There are questions that remain genuinely open, that no reframe resolves. What happens when students navigating AI without guidance make decisions with lasting consequences about academic integrity, about critical thinking habits, about which sources they trust? What happens to students in under-resourced schools, in lower-income countries, in systems where the AI preparation gap is not closing but widening? Is “modelling uncertainty” a meaningful pedagogy when the uncertainty includes not knowing whether the technology is reinforcing bias, narrowing perspectives, or quietly disadvantaging certain learners?
I recently spoke with a family who were using AI to audit their children’s extracurricular profiles against college admissions criteria; adding and removing activities entirely on the basis of AI recommendations. That deserves its own article. But it points to something this piece is really about: we cannot underestimate how deeply, how variably, and how uncritically students and families are already relying on AI to make consequential decisions. The question of whether students use AI has been settled. The question of whether they understand what they are using has not.

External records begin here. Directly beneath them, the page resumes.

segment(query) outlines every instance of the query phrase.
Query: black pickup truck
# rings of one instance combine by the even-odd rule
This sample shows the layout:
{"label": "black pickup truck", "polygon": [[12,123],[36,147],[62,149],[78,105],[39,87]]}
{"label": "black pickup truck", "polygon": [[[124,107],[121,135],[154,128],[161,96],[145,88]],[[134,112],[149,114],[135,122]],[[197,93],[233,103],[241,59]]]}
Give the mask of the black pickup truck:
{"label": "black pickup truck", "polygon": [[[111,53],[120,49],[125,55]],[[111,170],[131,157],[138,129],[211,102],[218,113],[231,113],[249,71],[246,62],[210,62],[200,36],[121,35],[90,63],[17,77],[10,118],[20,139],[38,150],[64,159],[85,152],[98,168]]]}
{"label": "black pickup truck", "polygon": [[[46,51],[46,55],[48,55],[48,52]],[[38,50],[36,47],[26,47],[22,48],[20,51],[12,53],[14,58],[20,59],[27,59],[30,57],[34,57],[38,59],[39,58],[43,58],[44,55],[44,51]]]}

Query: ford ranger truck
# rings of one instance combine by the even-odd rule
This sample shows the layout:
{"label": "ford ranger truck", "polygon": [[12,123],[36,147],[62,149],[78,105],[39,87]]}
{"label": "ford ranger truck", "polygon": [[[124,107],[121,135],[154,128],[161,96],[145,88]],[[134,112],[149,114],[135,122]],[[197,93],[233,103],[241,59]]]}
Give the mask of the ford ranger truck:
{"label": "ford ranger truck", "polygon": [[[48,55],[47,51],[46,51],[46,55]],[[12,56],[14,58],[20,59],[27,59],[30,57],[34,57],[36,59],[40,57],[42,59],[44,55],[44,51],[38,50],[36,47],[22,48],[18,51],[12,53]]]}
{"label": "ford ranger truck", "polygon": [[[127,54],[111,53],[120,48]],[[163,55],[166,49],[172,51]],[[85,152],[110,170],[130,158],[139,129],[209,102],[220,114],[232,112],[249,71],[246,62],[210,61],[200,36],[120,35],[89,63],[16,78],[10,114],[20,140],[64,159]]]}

I don’t have clean answers to any of this. I am not sure anyone does yet. But I think these are the right questions; more honest, and more useful, than the one we tend to ask in public, which is usually some version of: should students be allowed to use AI at all?
That question has already been answered. They are using it. The question now is who is helping them understand what they are using, and why, and what it means, and what to do when it gets it wrong.
And right now, in most classrooms, in most countries, the honest answer is: nobody.